We racked up in the shade of the north face and I started up the first short 50’ pitch, essentially a sport route with 3 bolts up the sandstone face. The lower part of the pitch was easy with good ledges along the way. At the third bolt is the crux mantle to a wide ledge halfway up the spire. All the cams I had were too large for the crack below the mantle, but a nut worked nicely in the constriction. The mantle was super loose and gritty and I nearly fell just from the sand dusted on all the holds. A large boulder pre-wrapped with static rope served as the anchor for the first pitch and I brought up Holly to join me. Colin started up the first pitch as soon as Holly reached me, and we shifted the below to the start of the second pitch, a beautiful low angled dihedral leading to a traverse and the summit cracks. The dihedral ate cams of all sizes and I quickly liebacked up the first 20’, easily the most enjoyable section of the route. This led to the short and exposed traverse protected by a single bolt.

At the exposed traverse, with Colin at the top of the first pitch. Holly belays out of sight. Photo courtesy of Brian Joseph.
Looking down the dihedral of the second pitch. Photo taken on rappel.

The climbing was easy although a swing likely would have been painful. The last 30’ of the climb was surprisingly tough, and we all agreed the crux. While my beta made it seemed like a low angled crack you could almost walk up, the lower 10’ was essentially a tapered off width, although my arm was long enough to jam in the very back. After sewing up the last bit I reached the two bolt anchor, located about 20’ below the summit of the spire. Holly quickly joined me as Colin belayed up Brian, leaving the gear in the rock for Colin to use as he led. Holly and I moved up to the true high point and enjoyed the views across the Sedona and warmth of the sun, having been in the cold shade of the north face for some time.

At the summit. Capitol Butte and Morning Glory Spire to the south.
Looking across to the Acropolis.
Summit selfie.
Cold and tired Holly.
North up Oak Creek Canyon.
View south.

There was discussion of checking out some of the newer sport routes at the base of Steamboat Rock so one by one, we headed back to the rap station and rappelled down to the base.
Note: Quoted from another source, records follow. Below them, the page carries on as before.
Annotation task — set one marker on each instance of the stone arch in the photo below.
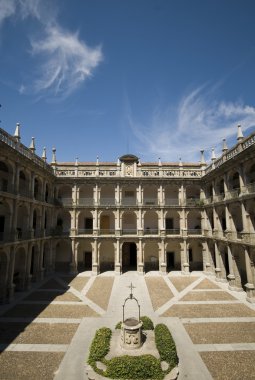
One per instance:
(107, 222)
(129, 256)
(173, 256)
(129, 222)
(63, 258)
(171, 195)
(151, 256)
(4, 262)
(106, 256)
(195, 254)
(19, 273)
(84, 256)
(150, 222)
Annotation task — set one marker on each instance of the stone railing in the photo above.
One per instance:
(23, 150)
(244, 144)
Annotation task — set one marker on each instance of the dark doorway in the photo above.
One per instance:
(129, 257)
(2, 222)
(170, 261)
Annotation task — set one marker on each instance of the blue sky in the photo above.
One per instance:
(156, 78)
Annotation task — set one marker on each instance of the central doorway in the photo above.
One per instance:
(129, 256)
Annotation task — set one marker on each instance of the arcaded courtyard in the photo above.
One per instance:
(46, 332)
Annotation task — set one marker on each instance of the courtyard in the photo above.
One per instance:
(45, 333)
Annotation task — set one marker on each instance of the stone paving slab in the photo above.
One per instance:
(100, 291)
(77, 283)
(237, 365)
(29, 365)
(51, 311)
(207, 284)
(209, 311)
(54, 284)
(182, 282)
(159, 291)
(220, 332)
(207, 296)
(35, 347)
(35, 333)
(51, 296)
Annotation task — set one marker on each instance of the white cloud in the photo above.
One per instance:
(198, 122)
(7, 9)
(67, 62)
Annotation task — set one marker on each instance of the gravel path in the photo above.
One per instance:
(29, 365)
(238, 365)
(206, 284)
(53, 284)
(220, 332)
(158, 290)
(207, 296)
(37, 333)
(100, 291)
(180, 283)
(51, 311)
(51, 296)
(209, 311)
(77, 283)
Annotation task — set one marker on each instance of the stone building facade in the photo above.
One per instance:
(128, 215)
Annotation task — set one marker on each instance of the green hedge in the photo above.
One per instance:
(166, 346)
(100, 345)
(134, 367)
(147, 323)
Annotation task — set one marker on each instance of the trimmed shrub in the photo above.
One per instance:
(134, 367)
(100, 345)
(147, 324)
(166, 346)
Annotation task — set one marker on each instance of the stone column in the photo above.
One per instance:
(95, 263)
(117, 257)
(74, 262)
(250, 287)
(140, 264)
(10, 284)
(162, 257)
(218, 268)
(184, 258)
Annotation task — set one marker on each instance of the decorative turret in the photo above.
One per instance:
(239, 133)
(44, 157)
(213, 157)
(32, 145)
(17, 132)
(224, 146)
(54, 160)
(202, 160)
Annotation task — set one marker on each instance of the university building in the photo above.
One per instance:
(126, 215)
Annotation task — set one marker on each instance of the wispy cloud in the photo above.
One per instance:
(64, 60)
(198, 122)
(7, 9)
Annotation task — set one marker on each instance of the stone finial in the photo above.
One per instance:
(224, 146)
(239, 133)
(54, 160)
(17, 132)
(202, 160)
(213, 157)
(32, 145)
(44, 157)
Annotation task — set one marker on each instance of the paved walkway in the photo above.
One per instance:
(185, 299)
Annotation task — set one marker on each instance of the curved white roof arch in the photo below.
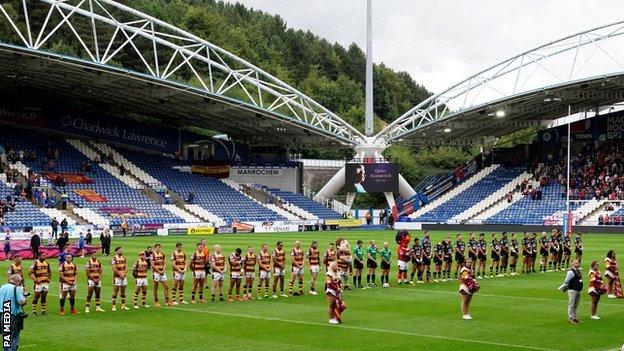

Another view of the North Face, entire route in view.
View across Sedona from the notch.

We found the better use trail to drop down to the saddle with Steamboat and hiked back down the slabs to the class 4 section, again passing packs and spotting each other for the descent.

Princess and Tisha on the hike out.
Class 4 section.
Hiking out on the slabs.

By the time we reached the trail, hunger was winning out over additional climbing, and we continued down the trail back to the trailhead. Colin walked with me up the highway to get the car and the four of us drove through an extremely congested uptown Sedona to find food and drinks before heading back to Phoenix.